Isn’t it funny how our minds work?
How we remember things suddenly and all at once?
Memories are tricky little things.
They hide away in the deep corners of our brains, untouched, covered by spider webs that we want to avoid.
They have 8 legs and some are poisonous.
When we unravel the memories from their corner and wipe away the spider webs, the spider could either be there or not be there.
The spider could either be poisonous or not be poisonous.
The spider could bite you or it could not bite you.
My spider bit me.
But I’m not quite sure if It’s poisonous yet.
At first I felt sick.
The little dots on my skin, indicating my bite got bigger and bigger as time went by.

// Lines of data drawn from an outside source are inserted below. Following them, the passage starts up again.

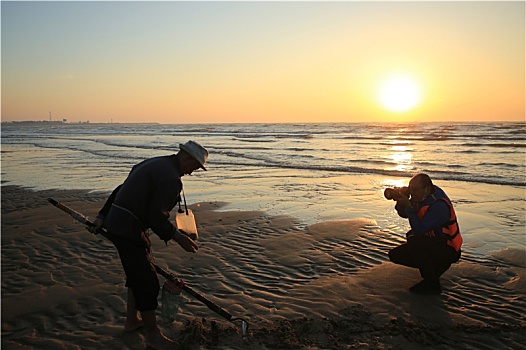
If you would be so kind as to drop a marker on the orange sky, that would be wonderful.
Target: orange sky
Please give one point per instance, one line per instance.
(215, 62)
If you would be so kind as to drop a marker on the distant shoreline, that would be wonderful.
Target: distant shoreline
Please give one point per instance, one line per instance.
(58, 122)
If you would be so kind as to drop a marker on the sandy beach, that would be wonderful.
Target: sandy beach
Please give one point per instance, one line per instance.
(324, 286)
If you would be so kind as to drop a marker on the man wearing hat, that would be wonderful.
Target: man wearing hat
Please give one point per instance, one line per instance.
(144, 201)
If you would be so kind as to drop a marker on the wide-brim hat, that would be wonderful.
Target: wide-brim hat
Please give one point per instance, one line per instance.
(197, 152)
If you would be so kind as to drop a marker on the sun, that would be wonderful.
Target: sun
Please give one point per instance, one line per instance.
(399, 93)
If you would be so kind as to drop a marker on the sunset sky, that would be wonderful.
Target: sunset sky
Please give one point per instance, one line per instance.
(221, 62)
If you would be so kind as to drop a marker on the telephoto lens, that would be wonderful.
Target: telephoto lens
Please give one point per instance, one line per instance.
(390, 193)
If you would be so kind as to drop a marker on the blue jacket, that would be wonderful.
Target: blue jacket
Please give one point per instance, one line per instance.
(145, 199)
(437, 216)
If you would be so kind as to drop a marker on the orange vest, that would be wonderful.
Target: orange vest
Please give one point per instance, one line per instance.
(450, 229)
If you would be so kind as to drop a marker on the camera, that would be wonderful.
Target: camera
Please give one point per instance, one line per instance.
(397, 192)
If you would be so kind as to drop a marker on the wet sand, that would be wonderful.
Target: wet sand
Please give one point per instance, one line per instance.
(324, 286)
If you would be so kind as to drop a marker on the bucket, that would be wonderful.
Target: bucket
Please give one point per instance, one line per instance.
(185, 221)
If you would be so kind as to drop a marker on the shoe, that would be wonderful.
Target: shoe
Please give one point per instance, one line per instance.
(426, 288)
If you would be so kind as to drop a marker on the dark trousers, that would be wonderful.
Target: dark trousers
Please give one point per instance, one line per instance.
(141, 276)
(431, 256)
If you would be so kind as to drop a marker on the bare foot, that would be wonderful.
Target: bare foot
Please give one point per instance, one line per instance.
(132, 325)
(160, 342)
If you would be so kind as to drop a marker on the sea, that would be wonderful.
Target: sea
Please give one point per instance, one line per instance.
(312, 172)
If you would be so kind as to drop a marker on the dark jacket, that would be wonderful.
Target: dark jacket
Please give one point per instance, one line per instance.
(145, 199)
(435, 218)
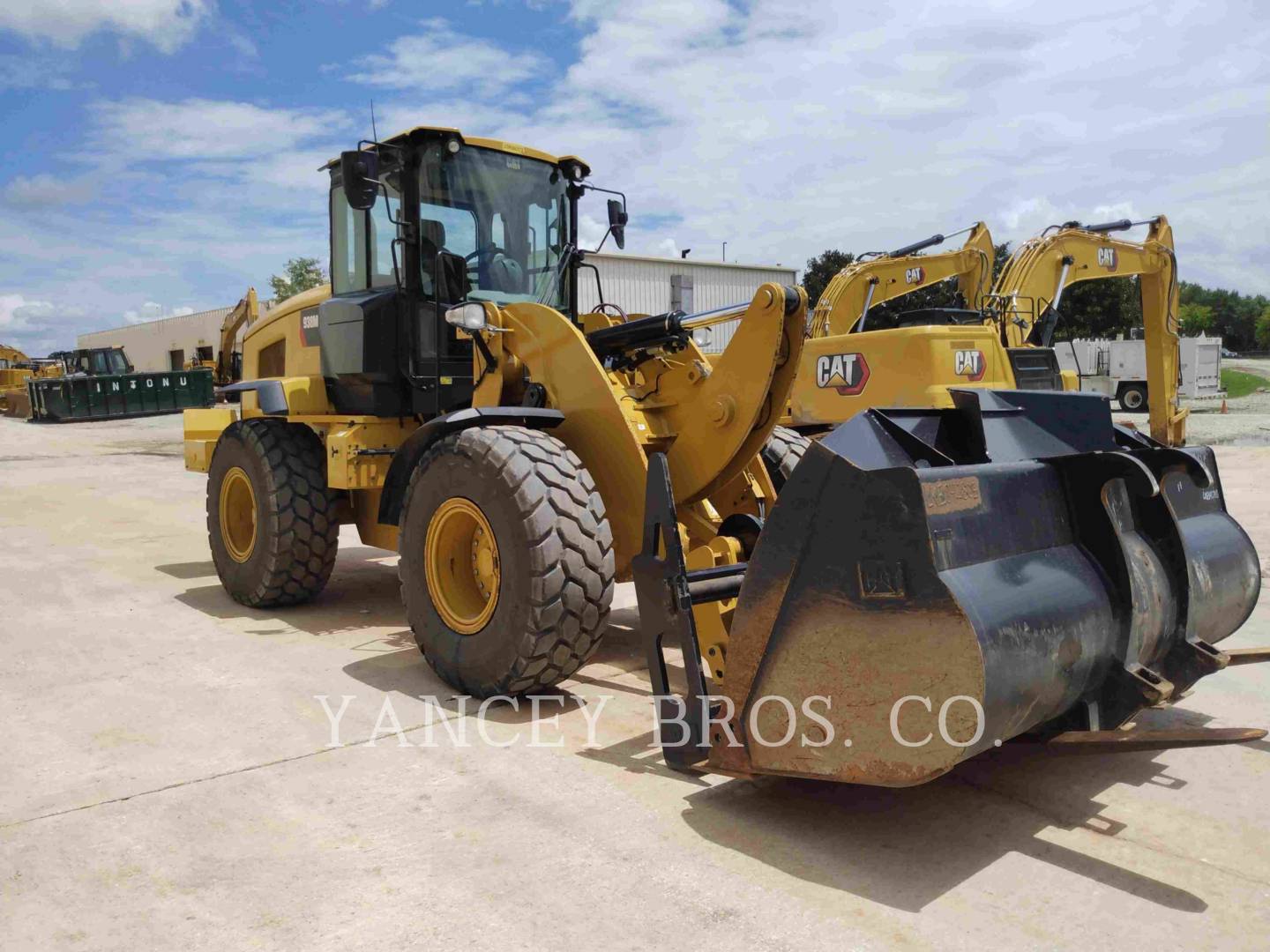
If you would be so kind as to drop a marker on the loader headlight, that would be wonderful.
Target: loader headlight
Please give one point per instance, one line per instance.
(470, 316)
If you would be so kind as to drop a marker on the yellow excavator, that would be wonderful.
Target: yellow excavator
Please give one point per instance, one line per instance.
(856, 358)
(446, 397)
(228, 366)
(16, 369)
(1027, 299)
(1001, 340)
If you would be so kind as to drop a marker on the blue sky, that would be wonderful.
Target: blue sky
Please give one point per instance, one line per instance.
(161, 155)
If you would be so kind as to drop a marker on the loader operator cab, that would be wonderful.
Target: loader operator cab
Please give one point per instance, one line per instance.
(424, 222)
(93, 362)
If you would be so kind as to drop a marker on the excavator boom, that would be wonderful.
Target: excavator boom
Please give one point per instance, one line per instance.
(1027, 300)
(245, 311)
(873, 280)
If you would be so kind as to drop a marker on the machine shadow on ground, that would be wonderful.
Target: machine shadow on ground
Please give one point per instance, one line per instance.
(903, 848)
(363, 591)
(906, 848)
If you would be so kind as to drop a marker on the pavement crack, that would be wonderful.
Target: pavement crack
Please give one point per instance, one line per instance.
(222, 775)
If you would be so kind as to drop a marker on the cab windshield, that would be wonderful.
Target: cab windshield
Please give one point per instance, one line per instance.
(492, 227)
(502, 215)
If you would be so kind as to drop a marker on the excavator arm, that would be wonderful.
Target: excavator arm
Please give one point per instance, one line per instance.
(863, 285)
(1027, 300)
(245, 311)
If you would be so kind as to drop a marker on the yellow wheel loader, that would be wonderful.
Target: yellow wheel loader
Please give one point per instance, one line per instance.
(16, 369)
(444, 395)
(1027, 299)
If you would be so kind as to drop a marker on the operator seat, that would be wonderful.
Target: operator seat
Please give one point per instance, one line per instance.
(442, 270)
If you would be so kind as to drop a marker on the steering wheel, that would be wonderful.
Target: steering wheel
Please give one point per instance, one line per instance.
(605, 306)
(481, 254)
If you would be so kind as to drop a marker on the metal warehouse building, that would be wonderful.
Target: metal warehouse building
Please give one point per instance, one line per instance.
(660, 285)
(639, 285)
(167, 343)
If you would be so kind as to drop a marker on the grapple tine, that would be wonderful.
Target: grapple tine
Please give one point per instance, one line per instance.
(952, 579)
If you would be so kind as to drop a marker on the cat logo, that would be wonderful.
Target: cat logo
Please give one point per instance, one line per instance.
(969, 365)
(848, 374)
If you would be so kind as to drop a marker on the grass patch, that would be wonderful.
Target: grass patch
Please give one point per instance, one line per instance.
(1241, 383)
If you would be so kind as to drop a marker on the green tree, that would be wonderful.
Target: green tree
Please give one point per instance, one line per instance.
(302, 274)
(1264, 329)
(820, 270)
(1195, 319)
(1102, 308)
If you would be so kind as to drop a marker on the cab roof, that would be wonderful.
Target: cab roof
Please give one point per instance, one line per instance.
(494, 144)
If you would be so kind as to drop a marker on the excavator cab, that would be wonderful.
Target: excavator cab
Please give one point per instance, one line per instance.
(857, 358)
(1027, 301)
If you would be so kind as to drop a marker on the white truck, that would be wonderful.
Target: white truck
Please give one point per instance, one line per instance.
(1117, 368)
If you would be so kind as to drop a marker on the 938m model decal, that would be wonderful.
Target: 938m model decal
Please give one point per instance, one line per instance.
(848, 374)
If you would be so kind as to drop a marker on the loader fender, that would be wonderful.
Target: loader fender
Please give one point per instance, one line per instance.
(410, 452)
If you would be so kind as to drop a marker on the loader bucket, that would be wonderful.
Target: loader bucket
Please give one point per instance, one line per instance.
(934, 583)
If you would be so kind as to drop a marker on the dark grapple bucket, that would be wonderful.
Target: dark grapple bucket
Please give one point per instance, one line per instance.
(937, 582)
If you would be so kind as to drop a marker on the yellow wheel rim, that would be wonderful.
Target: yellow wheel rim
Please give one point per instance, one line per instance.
(460, 557)
(238, 514)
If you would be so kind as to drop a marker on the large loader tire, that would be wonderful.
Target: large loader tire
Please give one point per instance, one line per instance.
(271, 518)
(1133, 398)
(507, 560)
(781, 453)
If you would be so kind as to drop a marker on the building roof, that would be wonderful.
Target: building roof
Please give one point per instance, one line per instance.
(695, 262)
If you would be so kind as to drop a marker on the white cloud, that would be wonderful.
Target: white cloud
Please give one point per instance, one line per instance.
(165, 25)
(788, 129)
(46, 190)
(441, 58)
(17, 312)
(206, 129)
(34, 72)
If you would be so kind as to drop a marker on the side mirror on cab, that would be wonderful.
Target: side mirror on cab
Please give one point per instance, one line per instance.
(360, 173)
(617, 219)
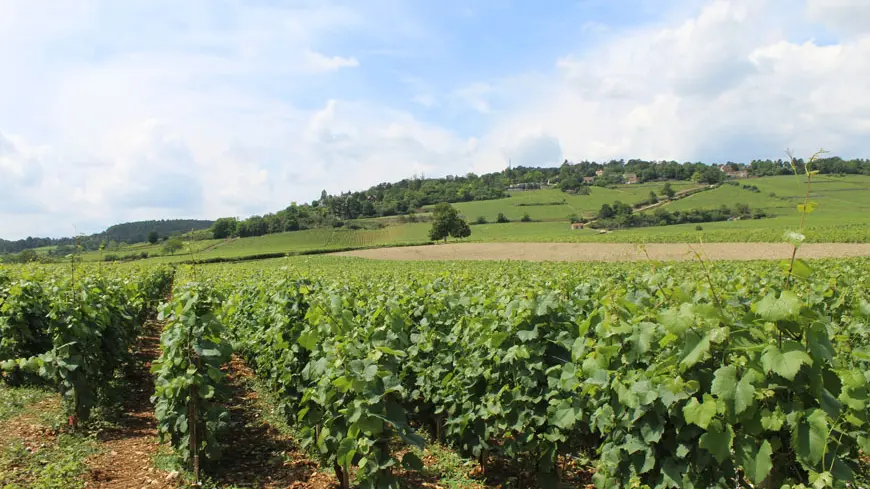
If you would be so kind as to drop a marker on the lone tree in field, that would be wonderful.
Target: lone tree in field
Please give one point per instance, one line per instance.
(446, 222)
(172, 245)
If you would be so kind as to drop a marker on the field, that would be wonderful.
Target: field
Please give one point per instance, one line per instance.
(316, 372)
(841, 217)
(609, 252)
(555, 205)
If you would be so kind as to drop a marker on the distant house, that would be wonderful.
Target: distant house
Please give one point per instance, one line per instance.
(730, 173)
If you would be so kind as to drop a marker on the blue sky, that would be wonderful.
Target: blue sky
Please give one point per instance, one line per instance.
(114, 111)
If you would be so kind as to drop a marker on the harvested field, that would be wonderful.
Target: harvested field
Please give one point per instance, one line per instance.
(611, 251)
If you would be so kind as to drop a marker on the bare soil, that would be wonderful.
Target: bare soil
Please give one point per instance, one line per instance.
(128, 448)
(610, 251)
(258, 454)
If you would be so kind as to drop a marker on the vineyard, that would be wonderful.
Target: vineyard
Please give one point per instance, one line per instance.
(657, 375)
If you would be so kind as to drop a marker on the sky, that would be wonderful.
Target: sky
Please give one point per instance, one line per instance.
(145, 109)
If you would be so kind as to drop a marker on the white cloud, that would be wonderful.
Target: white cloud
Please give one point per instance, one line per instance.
(727, 83)
(845, 16)
(208, 112)
(322, 63)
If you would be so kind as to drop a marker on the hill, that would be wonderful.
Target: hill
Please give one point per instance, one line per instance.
(128, 232)
(842, 204)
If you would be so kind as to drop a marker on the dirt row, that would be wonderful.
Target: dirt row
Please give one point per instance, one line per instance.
(610, 252)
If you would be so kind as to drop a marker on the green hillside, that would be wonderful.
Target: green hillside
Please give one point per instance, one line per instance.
(555, 205)
(841, 216)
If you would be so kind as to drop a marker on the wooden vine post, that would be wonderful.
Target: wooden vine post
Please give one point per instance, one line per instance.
(193, 422)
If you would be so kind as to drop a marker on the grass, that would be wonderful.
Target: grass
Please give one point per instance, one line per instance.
(555, 205)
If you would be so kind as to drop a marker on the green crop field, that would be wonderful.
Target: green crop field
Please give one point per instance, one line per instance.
(466, 375)
(841, 216)
(552, 204)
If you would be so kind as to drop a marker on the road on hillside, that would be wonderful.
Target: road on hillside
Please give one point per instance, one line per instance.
(610, 251)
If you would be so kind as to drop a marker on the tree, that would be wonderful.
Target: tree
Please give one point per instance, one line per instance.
(224, 227)
(447, 222)
(172, 245)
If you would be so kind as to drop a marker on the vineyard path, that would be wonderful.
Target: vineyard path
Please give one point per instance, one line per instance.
(129, 447)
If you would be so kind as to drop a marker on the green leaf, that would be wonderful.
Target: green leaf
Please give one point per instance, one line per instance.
(717, 440)
(346, 451)
(774, 309)
(412, 462)
(820, 343)
(811, 436)
(308, 340)
(744, 395)
(677, 321)
(694, 349)
(700, 413)
(755, 459)
(527, 335)
(724, 382)
(808, 208)
(563, 416)
(786, 364)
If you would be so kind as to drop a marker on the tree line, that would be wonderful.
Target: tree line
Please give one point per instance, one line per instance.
(403, 198)
(114, 237)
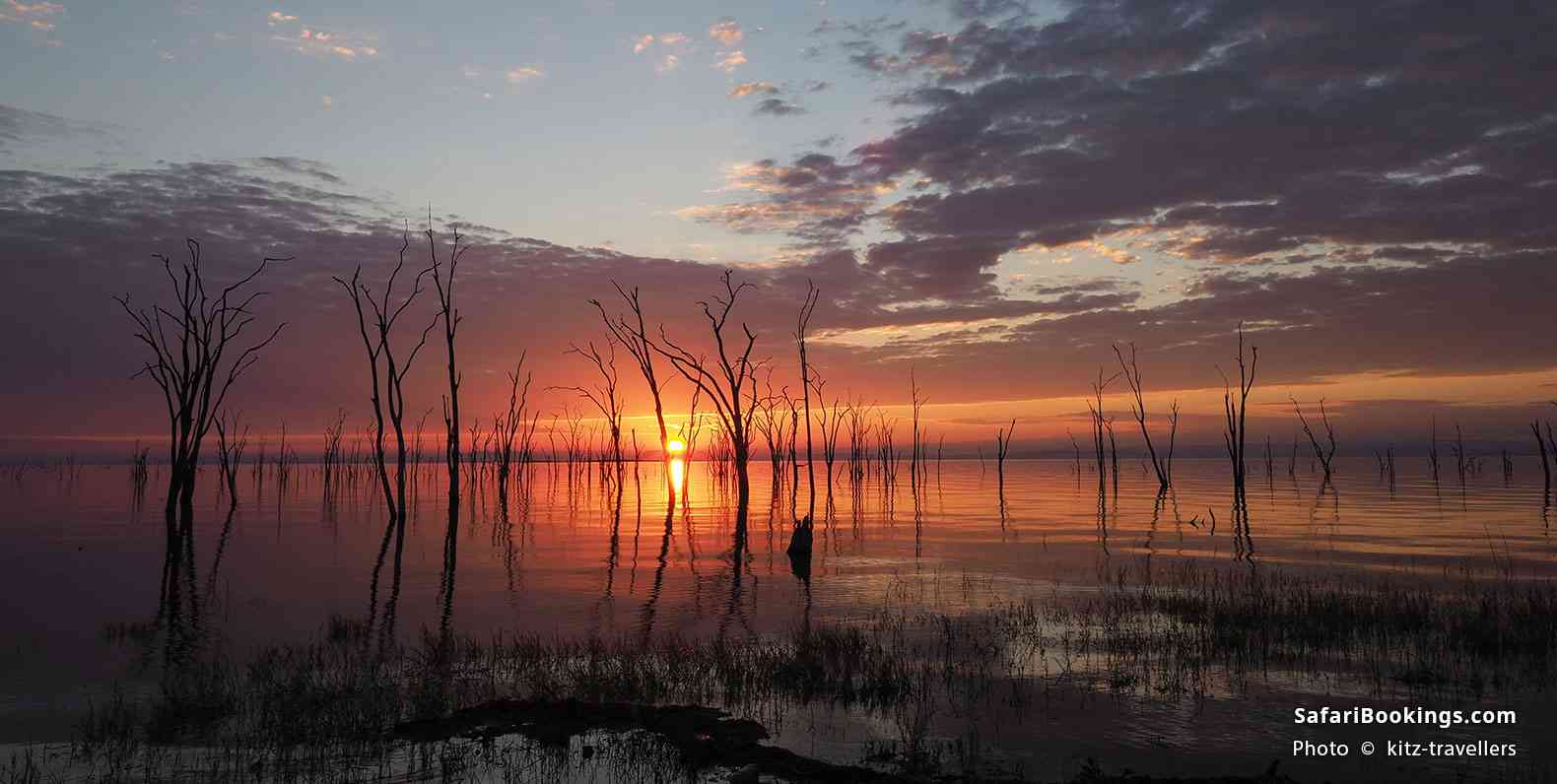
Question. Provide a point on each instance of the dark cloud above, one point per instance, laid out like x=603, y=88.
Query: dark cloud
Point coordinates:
x=75, y=241
x=301, y=166
x=1296, y=133
x=778, y=107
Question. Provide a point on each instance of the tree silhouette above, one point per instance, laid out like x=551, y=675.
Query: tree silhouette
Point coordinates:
x=192, y=361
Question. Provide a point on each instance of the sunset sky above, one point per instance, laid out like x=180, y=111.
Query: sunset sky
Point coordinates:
x=984, y=190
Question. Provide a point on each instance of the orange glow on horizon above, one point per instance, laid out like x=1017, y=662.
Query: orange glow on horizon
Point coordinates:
x=678, y=473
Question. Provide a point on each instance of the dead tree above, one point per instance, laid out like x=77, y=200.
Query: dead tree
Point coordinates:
x=727, y=380
x=830, y=422
x=1540, y=445
x=1132, y=376
x=636, y=338
x=1001, y=448
x=1100, y=425
x=193, y=362
x=508, y=425
x=805, y=392
x=450, y=316
x=1323, y=454
x=388, y=370
x=604, y=394
x=915, y=462
x=1237, y=413
x=230, y=454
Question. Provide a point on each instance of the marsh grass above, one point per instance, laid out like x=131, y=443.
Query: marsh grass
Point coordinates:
x=329, y=709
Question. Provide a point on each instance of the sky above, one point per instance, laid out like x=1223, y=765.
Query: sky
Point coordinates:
x=989, y=195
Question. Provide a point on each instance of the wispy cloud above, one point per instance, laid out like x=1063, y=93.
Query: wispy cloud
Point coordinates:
x=36, y=16
x=730, y=61
x=741, y=91
x=313, y=40
x=522, y=74
x=726, y=32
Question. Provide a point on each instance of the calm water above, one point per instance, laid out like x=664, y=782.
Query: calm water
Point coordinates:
x=80, y=557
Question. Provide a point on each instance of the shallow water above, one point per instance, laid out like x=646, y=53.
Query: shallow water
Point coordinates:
x=81, y=557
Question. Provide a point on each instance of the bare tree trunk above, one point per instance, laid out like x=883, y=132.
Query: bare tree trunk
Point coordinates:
x=190, y=364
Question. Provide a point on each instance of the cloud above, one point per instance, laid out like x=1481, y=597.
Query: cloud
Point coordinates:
x=322, y=42
x=813, y=199
x=36, y=16
x=22, y=126
x=726, y=32
x=778, y=107
x=730, y=61
x=522, y=74
x=741, y=91
x=928, y=302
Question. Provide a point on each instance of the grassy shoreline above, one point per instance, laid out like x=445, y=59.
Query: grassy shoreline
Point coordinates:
x=337, y=708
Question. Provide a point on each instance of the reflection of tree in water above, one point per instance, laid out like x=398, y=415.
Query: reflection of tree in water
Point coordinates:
x=651, y=604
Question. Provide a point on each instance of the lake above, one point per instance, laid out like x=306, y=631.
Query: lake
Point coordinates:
x=83, y=561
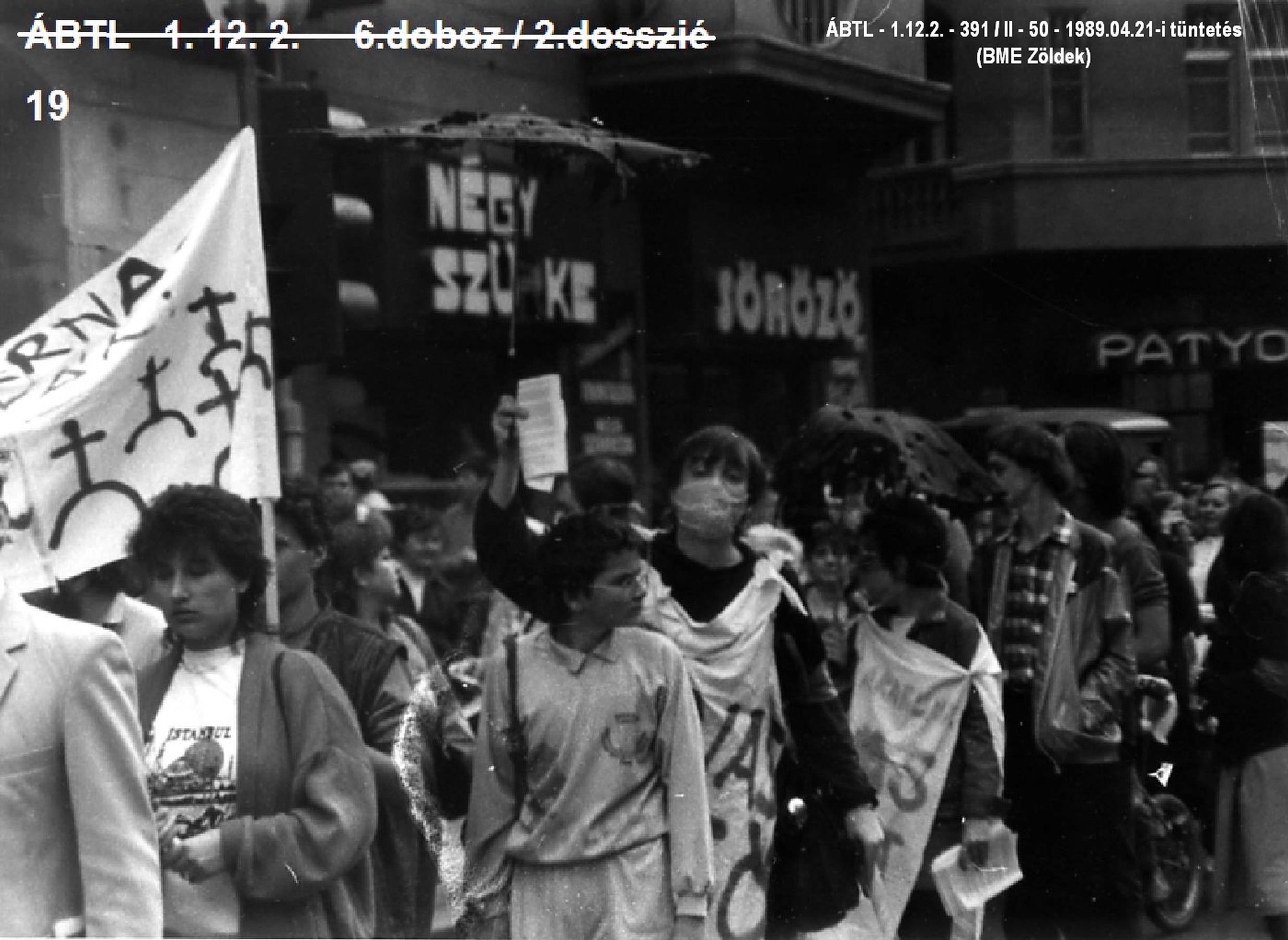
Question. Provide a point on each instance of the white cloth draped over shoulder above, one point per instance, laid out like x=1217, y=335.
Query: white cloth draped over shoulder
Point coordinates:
x=731, y=663
x=906, y=715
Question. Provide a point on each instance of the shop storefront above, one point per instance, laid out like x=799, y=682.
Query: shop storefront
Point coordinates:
x=758, y=301
x=486, y=273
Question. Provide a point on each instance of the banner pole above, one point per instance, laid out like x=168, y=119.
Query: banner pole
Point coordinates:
x=268, y=538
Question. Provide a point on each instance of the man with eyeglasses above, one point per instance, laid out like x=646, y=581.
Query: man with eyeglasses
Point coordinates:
x=1055, y=613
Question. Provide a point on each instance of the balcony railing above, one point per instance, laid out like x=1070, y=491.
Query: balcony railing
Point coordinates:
x=912, y=207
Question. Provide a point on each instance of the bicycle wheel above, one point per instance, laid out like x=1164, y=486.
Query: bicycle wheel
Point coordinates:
x=1180, y=858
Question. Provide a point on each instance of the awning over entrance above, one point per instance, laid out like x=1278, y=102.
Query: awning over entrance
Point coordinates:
x=758, y=101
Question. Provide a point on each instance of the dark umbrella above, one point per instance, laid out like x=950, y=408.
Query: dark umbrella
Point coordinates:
x=837, y=447
x=536, y=141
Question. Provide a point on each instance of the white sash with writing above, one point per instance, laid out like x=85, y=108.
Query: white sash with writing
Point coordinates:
x=731, y=662
x=906, y=713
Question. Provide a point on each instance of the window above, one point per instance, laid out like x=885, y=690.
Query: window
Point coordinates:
x=1268, y=64
x=1208, y=85
x=1067, y=94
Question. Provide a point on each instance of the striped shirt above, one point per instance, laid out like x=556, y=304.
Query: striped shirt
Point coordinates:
x=1028, y=597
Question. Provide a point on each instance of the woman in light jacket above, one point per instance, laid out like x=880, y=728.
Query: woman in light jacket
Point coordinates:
x=263, y=795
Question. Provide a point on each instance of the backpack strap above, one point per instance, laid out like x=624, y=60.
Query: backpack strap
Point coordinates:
x=516, y=746
x=281, y=700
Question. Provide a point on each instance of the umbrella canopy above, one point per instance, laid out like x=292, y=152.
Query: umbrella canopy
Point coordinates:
x=536, y=141
x=837, y=447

I tried to wipe the swelling away.
I tried to wipe the bite away.
The sting of the rubbing alcohol didn’t do much but cause irritation and a painful sting of emotions and feelings that I so badly wanted to get rid of.
As the minutes went by, the air gave me a calm and cool sensation
And, it almost made me feel better.
The bite on my skin radiates me.
The first thing people see on my face.
“Are you okay?”
” what’s the matter with you?”
And I can’t tell them.
It’s MY problem.
Not so much yours.
It’s my anger.
Not so much yours.
So if you see me in the street
And a tear slides down my face,
Don’t assume I’m not okay
My spider bite just hurts.
My memories took a hold of me and I could t avoid the spider
It was hidden in the web that sneakily snuck into my t-shirt.
Don’t ask me if I’m okay.
It’s something I have to deal with
That I don’t really want you to know.
I just want to hold it in and deal with it by myself
Because what can you do about my spider bite?
Can you get rid of it?
The answer is no.
I wish it was different… So much.
My memories take hold of my hand and walk me down memory lane where I’m with myself and them.
Truth is, I remember everything.
That might just be my biggest demise.